6. Cinco perguntas para a aula

  1. Sobre e2.1.1 — "Camadas de preferência e medição tornam-se infraestrutura de poder entre produtores e plataformas", que está como 3ª ordem, 2031, confiança baixa. O bloqueio por default na borda passou a valer em 15/09/2026, com data e changelog públicos, e no meu mapa o mesmo efeito é 2ª ordem, 2027, confiança alta. Que observação a turma faria, e em que dado, para decidir se isso é um efeito de 2031 ou um fato de 2026 — e quem, hoje, está em posição de fazer essa observação?

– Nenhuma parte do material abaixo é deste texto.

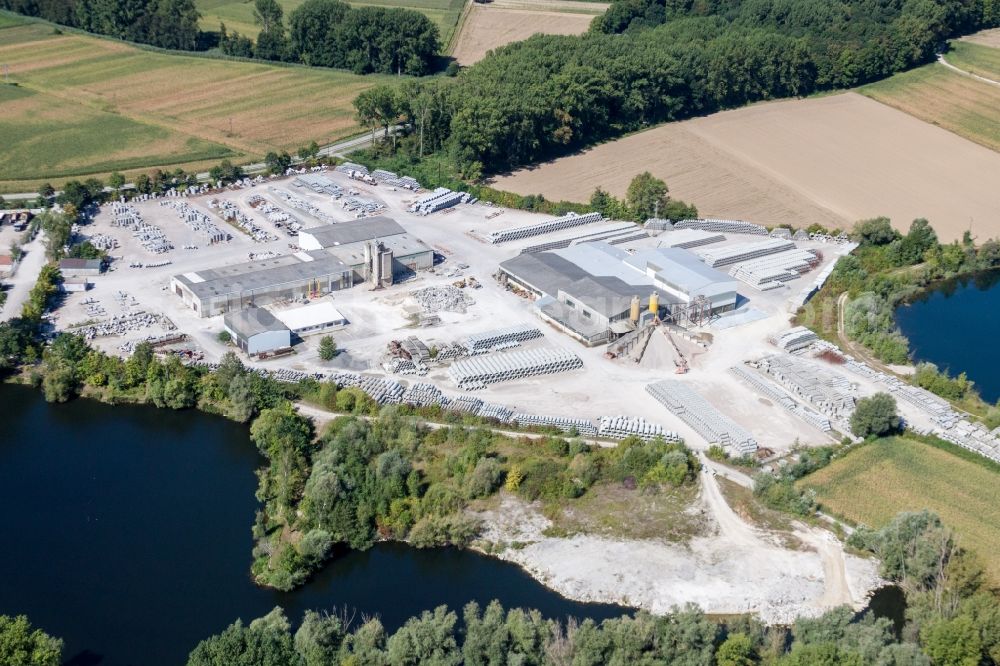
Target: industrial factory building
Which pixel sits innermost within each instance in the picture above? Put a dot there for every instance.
(332, 257)
(289, 277)
(256, 331)
(311, 319)
(375, 248)
(596, 291)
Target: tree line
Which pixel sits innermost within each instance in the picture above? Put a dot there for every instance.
(547, 95)
(331, 33)
(327, 33)
(169, 24)
(952, 619)
(394, 478)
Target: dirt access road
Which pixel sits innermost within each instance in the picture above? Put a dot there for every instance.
(836, 589)
(24, 278)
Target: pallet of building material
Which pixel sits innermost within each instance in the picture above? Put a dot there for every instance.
(567, 425)
(556, 224)
(350, 168)
(658, 224)
(724, 256)
(771, 391)
(481, 371)
(620, 427)
(682, 401)
(725, 226)
(492, 339)
(685, 239)
(423, 395)
(583, 238)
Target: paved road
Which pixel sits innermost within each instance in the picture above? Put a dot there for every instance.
(965, 73)
(339, 149)
(24, 279)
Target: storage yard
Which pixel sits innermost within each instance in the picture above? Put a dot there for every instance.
(426, 307)
(820, 160)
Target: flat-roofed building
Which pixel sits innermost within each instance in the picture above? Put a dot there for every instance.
(311, 319)
(256, 331)
(80, 267)
(596, 291)
(376, 248)
(682, 275)
(289, 277)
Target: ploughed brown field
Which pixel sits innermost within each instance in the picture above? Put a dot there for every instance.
(504, 21)
(831, 160)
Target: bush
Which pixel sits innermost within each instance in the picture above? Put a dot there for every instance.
(875, 416)
(484, 479)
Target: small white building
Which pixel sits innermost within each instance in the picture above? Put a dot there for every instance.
(311, 319)
(256, 331)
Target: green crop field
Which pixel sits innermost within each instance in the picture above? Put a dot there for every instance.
(47, 137)
(7, 20)
(873, 483)
(88, 105)
(938, 95)
(238, 14)
(975, 58)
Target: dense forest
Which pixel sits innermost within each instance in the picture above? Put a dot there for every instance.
(331, 33)
(645, 63)
(328, 33)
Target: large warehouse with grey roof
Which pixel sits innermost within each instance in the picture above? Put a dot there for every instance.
(332, 257)
(596, 291)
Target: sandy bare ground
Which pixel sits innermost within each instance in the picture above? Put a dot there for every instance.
(989, 37)
(831, 160)
(739, 569)
(490, 26)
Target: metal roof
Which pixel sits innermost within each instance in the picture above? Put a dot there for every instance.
(343, 233)
(73, 263)
(608, 294)
(252, 321)
(307, 316)
(263, 274)
(683, 270)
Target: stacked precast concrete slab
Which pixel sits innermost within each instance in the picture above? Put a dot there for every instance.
(706, 420)
(480, 371)
(437, 200)
(479, 343)
(565, 222)
(795, 339)
(580, 426)
(725, 256)
(829, 393)
(769, 390)
(613, 232)
(620, 427)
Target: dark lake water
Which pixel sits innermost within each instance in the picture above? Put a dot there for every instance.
(127, 533)
(956, 326)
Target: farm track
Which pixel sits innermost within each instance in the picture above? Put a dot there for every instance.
(965, 73)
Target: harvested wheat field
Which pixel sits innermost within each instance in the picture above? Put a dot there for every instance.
(989, 37)
(943, 97)
(490, 26)
(831, 160)
(207, 106)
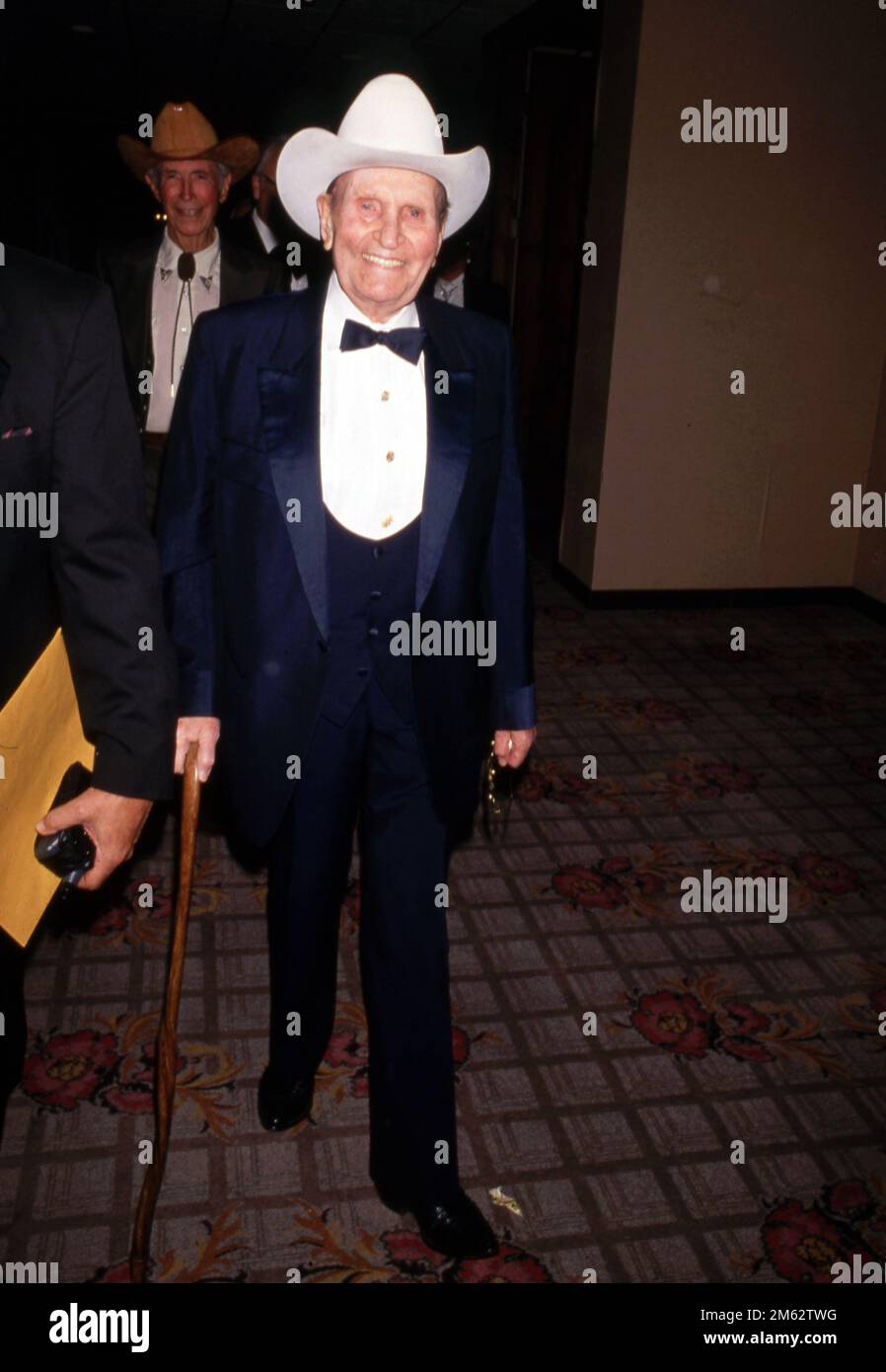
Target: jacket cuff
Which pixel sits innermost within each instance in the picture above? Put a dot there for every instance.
(141, 777)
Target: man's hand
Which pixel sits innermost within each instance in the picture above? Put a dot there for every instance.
(112, 822)
(202, 730)
(512, 745)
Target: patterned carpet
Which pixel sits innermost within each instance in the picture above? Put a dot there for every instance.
(609, 1150)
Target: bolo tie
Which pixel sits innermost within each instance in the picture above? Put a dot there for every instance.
(185, 274)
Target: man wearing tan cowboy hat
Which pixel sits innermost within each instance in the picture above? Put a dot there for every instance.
(343, 464)
(161, 284)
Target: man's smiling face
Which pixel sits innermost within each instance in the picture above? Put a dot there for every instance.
(384, 228)
(190, 192)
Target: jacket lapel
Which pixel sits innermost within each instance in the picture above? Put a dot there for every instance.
(449, 389)
(290, 396)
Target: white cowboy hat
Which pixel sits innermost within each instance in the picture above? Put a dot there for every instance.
(389, 125)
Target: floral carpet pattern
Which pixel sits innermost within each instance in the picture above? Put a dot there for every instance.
(612, 1050)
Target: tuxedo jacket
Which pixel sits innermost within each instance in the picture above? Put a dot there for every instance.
(129, 271)
(243, 548)
(66, 428)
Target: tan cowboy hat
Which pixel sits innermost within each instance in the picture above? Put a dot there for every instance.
(390, 123)
(180, 133)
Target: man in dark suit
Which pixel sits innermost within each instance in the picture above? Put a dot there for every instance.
(66, 426)
(164, 281)
(341, 465)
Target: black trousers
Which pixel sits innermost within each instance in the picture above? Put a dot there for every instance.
(369, 771)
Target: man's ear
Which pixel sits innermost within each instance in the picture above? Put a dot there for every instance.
(324, 211)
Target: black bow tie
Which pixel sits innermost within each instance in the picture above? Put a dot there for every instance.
(406, 343)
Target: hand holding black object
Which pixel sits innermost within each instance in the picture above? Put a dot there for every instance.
(69, 852)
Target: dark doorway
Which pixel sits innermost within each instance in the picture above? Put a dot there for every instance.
(545, 85)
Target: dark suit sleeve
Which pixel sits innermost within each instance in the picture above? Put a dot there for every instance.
(185, 527)
(106, 569)
(506, 587)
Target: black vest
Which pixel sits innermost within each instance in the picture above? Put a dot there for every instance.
(371, 584)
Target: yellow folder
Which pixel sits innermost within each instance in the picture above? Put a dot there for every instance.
(40, 737)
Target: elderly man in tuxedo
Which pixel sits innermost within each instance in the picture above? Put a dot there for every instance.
(343, 464)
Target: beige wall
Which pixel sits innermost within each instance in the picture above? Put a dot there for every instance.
(871, 560)
(734, 257)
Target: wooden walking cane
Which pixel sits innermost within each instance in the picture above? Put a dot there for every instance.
(166, 1044)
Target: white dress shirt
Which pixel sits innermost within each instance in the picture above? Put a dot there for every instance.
(175, 308)
(373, 424)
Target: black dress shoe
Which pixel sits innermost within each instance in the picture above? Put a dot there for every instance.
(452, 1227)
(281, 1106)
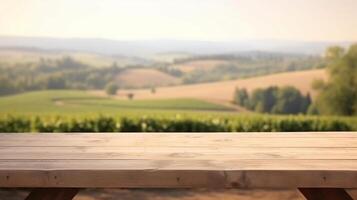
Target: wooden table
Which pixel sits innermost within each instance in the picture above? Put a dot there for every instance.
(320, 165)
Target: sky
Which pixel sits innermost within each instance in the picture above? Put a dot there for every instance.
(206, 20)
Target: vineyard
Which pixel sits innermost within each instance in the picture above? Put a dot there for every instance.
(244, 123)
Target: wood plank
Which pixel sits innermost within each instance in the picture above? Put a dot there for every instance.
(179, 160)
(174, 140)
(190, 173)
(169, 153)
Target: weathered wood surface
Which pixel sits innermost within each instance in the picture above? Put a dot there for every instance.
(146, 160)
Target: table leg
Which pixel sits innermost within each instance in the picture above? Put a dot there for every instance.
(325, 194)
(52, 194)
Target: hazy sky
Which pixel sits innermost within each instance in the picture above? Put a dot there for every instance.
(333, 20)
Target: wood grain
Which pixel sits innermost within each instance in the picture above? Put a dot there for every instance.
(175, 160)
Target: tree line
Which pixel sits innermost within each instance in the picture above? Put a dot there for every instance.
(338, 95)
(275, 100)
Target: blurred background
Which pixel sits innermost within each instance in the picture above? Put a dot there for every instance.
(177, 66)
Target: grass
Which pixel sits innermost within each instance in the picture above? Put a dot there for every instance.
(74, 103)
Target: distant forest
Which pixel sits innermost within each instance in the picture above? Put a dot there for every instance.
(68, 73)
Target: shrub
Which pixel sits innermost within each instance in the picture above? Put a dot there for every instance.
(259, 123)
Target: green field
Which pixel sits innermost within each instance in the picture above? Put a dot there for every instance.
(79, 111)
(65, 102)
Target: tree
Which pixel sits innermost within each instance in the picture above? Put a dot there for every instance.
(111, 89)
(153, 90)
(286, 100)
(130, 96)
(338, 96)
(241, 97)
(289, 101)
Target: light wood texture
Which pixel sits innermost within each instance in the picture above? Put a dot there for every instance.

  1. Sobre e1.1 — "Equipes de produto medem tarefas concluídas, erro de interpretação e intervenção humana além de cliques". Se o agente não volta ao site, de que lado do fio a tarefa concluída é contada: no host que executa o agente, ou no serviço que foi chamado? E enquanto ninguém conta, sobre que dado a decisão editorial é tomada?
  1. Sobre e3 — "Pessoas autorizam agentes a pesquisar, preencher, encaminhar e executar tarefas dentro de escopos explícitos", com sinal: forte. Que evidência hoje, que não venha de quem vende o agente, mostraria que uma pessoa quer delegar? Onde a turma procuraria esse número, e o que faria se ele não existisse?
  1. Sobre e6 — "Falhas de contexto ou instruções maliciosas atravessam cadeias de agentes", pendurado na raiz das redes interoperáveis. Se essa raiz não acontecer — se nenhuma rede agente-a-agente se formar até 2031 —, e6 desaparece? Se não desaparece, de que raiz ele deveria pender?
  1. Sobre e1.2.1 e e5.1.1 juntos — o primeiro diz que "provedores disputam regras auditáveis para aparecer em recomendações de agentes"; o segundo, que "provedores de descoberta e certificação concentram poder sobre quais serviços são encontrados". No meu mapa o desfecho é o terceiro: auditorias que ninguém consegue validar, porque o consumidor do sinal é opaco. Que condição decidiria entre os três — regra auditável, concentração, ou auditoria invalidável? E dá para observar essa condição antes que ela se resolva?